Dive Brief:
Private equity dealmaking in healthcare services fell again in the third quarter, according to a PitchBook report.
The market research firm estimated 148 PE deals were announced or closed in the third quarter, down from 185 last quarter. Total deal count in 2024 could decline 15% compared to last year.
But Pitchbook said the market is still poised for a turnaround. “Last quarter, we called a turning point in PE healthcare services investing. We are standing by that call, although we are still waiting for the resulting deal announcements as processes drag on and sponsors try to time the market,” Rebecca Springer, lead analyst for healthcare at PitchBook, wrote in the report.
Dive Insight:
PE dealmaking in healthcare services has declined since 2021 highs, according to PitchBook. Firms began to pull back their investments last year as they faced high interest rates and labor costs, as well as heightened regulatory scrutiny.
Last quarter, the research firm noted acquisition pipelines are filling up, and sellers’ price expectations were beginning to fall, signaling a gradual increase in dealmaking on the horizon.
However, the third quarter didn’t bring the expected investment momentum in healthcare services. Buyers and sellers have become more active in the second half of year, but they’ve focused on healthcare IT and pharma services instead of direct care delivery. Timelines for dealmaking are also extended, PitchBook said.
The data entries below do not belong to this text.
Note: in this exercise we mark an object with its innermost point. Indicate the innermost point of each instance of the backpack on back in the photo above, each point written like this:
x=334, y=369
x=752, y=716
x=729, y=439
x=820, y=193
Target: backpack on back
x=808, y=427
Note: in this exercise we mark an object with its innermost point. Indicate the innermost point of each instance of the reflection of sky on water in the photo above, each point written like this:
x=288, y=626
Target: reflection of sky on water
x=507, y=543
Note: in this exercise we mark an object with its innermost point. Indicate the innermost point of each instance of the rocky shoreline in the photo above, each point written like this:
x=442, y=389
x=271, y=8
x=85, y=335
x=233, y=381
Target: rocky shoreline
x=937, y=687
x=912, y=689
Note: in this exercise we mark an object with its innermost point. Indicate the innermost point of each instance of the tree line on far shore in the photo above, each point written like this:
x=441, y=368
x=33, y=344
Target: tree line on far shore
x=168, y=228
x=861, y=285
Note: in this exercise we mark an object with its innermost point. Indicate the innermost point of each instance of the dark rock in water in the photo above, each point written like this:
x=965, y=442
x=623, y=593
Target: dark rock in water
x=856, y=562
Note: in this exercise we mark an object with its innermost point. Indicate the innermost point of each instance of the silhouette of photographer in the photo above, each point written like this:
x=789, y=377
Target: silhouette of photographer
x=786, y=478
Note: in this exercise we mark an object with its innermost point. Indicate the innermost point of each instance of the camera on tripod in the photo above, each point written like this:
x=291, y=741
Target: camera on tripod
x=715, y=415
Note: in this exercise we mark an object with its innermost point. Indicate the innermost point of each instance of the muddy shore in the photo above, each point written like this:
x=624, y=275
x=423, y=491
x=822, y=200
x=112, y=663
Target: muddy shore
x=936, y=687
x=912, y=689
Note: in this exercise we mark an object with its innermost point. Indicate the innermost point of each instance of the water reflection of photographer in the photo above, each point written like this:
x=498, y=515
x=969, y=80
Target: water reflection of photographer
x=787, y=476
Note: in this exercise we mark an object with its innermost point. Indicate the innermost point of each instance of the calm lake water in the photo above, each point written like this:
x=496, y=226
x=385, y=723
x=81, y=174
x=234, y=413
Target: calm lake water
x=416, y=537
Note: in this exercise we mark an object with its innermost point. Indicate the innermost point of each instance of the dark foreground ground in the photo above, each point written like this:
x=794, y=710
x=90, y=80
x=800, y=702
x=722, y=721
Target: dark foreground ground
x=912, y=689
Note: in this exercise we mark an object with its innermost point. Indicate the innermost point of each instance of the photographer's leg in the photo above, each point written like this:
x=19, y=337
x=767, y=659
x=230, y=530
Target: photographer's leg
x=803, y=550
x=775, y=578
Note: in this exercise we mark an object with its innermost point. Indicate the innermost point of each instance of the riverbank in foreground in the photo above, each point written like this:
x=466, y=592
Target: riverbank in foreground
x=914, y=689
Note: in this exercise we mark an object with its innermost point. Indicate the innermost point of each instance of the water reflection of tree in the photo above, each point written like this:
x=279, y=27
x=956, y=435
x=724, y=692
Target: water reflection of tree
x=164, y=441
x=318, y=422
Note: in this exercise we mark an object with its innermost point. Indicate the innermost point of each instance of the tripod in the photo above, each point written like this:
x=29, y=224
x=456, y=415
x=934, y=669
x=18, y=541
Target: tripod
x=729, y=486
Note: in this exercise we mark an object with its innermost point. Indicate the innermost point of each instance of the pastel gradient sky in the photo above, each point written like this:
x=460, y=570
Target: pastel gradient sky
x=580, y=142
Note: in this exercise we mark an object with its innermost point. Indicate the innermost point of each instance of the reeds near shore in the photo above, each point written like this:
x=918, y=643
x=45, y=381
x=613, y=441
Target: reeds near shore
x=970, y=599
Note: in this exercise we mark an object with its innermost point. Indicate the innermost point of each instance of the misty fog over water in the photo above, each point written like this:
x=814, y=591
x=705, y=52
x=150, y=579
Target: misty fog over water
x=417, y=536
PE firms are currently showing the most interest in medspa or outpatient mental healthcare deals, according to the market research firm. Physician practice management companies are still unpopular with PE investors, as they face challenges with physician compensation and retention and lackluster exit prospects.
Firms are expected to hold these assets for longer, and may use mergers and acquisitions to grow these investments over time.
Another trend challenging some PE-backed healthcare companies is contraction in the Medicare Advantage market. The privatized Medicare program has grown to cover more than half of eligible beneficiaries, but increased healthcare utilization, lower payment rates and declining quality bonuses are pressuring insurer finances — pushing some to trim their plan footprints.
That leaves some value-based primary care chains struggling, PitchBook said. One provider, Cano Health, emerged from bankruptcy restructuring this summer with a significantly reduced clinic count. Another player in the space, Clinical Care Medical Centers, declared bankruptcy last month.